Saturday, September 28, 2013

Medicine and the reinforcement of stigma

On Thursday, September 26, Access Living, the organization where I work, hosted a Town Hall Meeting on Stigma and Mental Health. I was excited, though hesitant to attend the entire event because with a keynote speaker, a panel, and questions and answers, it was scheduled to run for two and a half hours.  I have trouble watching sports for two and a half hours, let alone listening to people talk. Besides, my desk is just one floor below where the event was held.  I had plenty of work to do.  It would have been easy to duck out in the middle of the Town Hall.  I ended up attending the entire event.  Here is coverage of the Town Hall from Progress Illinois

Though I don't have a mental illness, the information shared by the keynote speaker, Professor Patrick Corrigan, and the panelists, struck me personally.  Each of them, Corrigan and the panelists, identified as people with mental illness.  They all spoke about stigma impacting people with mental illness.  Corrigan approached the subject primarily from an academic perspective.  Sometimes the panelists weaved in an professional perspective, but each of them shared personal stories around navigating mental illness, and the barriers and social roadblocks associated with it.  Stigma is something that people with dwarfism deal with everyday.  Though the dwarfism diagnosis is not related to a mental illness diagnosis, I had a lot to learn from the information shared by Corrigan and the panelists.  Corrigan spent some time talking about medicine, and research.  He made the point that channeling resources into medicine and medical research increases the stigma for people with mental illness.  It sends a message that there is something wrong with people with mental illness.  It sends the message that they need to fixed.  Those messages reinforce the gap between people with and without mental health issues.  Within that gap, the stereotype of people with mental illness as not normal and dangerous is reinforced, and stigma grows. 
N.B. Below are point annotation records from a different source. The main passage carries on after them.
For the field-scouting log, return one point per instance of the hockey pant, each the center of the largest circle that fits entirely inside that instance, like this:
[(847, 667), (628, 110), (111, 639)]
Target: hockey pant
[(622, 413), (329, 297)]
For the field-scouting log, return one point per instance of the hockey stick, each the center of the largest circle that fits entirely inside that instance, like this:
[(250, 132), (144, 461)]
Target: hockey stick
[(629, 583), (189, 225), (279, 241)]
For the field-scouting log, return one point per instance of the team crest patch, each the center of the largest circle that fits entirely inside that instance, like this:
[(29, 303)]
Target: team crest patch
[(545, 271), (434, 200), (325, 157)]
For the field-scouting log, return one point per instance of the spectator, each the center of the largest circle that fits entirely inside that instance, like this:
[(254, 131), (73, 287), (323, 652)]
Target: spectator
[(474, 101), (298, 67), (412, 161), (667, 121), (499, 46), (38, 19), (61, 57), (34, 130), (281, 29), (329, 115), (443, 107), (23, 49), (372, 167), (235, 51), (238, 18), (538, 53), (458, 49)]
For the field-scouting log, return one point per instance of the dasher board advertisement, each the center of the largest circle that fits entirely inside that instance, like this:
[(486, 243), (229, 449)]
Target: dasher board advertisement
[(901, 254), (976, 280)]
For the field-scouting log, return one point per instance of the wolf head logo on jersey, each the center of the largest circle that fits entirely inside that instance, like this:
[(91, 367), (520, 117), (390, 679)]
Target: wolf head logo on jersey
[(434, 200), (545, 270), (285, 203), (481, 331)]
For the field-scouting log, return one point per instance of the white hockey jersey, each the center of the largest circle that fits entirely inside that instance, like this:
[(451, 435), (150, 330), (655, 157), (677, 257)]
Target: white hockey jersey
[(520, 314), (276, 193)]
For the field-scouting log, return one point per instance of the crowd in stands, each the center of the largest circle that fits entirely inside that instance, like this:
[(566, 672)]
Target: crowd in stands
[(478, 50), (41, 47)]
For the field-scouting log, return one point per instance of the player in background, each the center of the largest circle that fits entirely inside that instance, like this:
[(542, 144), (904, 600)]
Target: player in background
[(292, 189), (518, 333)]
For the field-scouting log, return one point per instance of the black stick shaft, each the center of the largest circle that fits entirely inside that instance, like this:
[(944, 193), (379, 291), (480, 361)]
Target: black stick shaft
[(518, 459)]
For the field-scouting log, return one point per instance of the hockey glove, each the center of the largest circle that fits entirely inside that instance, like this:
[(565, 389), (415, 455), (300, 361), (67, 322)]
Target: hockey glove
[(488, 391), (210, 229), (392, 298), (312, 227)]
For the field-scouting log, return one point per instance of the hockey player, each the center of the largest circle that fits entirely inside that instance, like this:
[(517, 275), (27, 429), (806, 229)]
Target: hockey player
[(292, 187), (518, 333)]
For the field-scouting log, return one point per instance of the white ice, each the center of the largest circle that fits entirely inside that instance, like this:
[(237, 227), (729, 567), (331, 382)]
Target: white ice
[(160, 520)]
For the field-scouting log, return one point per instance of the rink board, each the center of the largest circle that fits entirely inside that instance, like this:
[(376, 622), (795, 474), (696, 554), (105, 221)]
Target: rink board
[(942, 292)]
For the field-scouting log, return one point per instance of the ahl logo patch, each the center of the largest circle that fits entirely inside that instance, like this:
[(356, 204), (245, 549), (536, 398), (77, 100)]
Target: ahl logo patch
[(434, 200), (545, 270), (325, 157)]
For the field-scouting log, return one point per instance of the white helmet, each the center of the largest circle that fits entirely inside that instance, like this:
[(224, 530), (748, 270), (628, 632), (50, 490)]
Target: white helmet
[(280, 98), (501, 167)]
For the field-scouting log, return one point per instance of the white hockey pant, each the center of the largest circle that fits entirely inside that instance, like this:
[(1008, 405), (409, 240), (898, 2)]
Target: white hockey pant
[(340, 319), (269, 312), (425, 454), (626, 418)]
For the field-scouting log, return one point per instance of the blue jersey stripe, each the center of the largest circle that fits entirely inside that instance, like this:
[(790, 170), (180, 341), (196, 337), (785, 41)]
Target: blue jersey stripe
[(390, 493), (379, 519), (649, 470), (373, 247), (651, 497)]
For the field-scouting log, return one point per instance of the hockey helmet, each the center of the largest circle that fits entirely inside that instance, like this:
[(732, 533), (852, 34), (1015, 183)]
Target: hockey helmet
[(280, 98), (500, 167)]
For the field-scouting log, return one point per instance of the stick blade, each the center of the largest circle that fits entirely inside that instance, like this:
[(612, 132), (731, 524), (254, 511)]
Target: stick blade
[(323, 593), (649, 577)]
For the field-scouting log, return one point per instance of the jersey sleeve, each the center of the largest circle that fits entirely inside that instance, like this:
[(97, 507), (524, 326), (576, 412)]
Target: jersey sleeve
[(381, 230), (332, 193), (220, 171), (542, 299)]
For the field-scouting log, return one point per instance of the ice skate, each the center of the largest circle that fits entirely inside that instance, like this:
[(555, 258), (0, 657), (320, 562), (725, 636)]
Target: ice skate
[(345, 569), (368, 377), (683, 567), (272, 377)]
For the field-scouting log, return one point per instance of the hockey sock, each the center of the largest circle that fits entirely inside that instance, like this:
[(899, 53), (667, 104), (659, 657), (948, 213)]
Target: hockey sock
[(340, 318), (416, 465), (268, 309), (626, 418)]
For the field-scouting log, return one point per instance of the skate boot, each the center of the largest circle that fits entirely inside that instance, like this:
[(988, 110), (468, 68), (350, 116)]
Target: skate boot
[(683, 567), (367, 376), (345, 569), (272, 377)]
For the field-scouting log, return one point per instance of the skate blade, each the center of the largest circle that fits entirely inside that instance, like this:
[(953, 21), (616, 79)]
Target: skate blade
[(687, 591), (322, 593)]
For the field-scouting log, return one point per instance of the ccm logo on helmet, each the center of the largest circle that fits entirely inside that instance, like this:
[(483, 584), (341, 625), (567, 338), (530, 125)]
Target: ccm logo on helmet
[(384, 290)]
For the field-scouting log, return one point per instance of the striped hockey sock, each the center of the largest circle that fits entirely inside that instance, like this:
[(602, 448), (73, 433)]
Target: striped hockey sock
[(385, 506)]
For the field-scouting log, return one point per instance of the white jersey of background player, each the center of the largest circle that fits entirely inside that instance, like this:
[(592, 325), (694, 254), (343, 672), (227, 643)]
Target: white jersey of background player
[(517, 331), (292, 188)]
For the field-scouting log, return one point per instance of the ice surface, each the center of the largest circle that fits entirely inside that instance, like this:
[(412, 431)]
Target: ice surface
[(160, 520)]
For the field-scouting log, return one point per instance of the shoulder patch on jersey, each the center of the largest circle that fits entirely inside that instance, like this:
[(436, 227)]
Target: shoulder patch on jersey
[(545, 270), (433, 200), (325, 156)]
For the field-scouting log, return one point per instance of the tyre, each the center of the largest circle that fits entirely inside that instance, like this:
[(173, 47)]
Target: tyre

Corrigan's point about medicine resonated deeply.  Drug therapies that treat dwarfism began to appear in the news a few years ago.  Nothing much had been written about them for a while, but within the last week or so, stories have appeared about new research in France.  The research involves a drug that has been tested on mice.  If newborn children with dwarfism experience the same results as the mice in the experiments, then researchers believe that newborns with dwarfism may grow to a typical height and may not experience some of the impairments often connected to dwarfism, such as stenosis and sleep apnea. In the media, this research has been reported on as a cure for dwarfism. Healthline News ran the story A Decoy Protein Could Cure Dwarfism.  A story from Invest in Cote d' Azur ran with the headline Nice researcher Elvire Gouze offers renewed hope for the treatment of dwarfism.

It's difficult to navigate a response to news about treatment for dwarfism. On the one hand, stenosis can be a serious issue that may limit the mobility of a person with dwarfism and may cause suffering in terms of pain.  Yet, the news stories about the research in France are not framed as increasing the quality of life for a person with dwarfism.  They are framed as curing dwarfism.  The fact that the word cure is used in the media headlines and in the stories indicates that there is already tremendous stigma around dwarfism.  It suggests that there is already a common belief within mainstream culture that people with dwarfism are not well, are not equal, and are not normal.  The stories about the research reinforce those beliefs. 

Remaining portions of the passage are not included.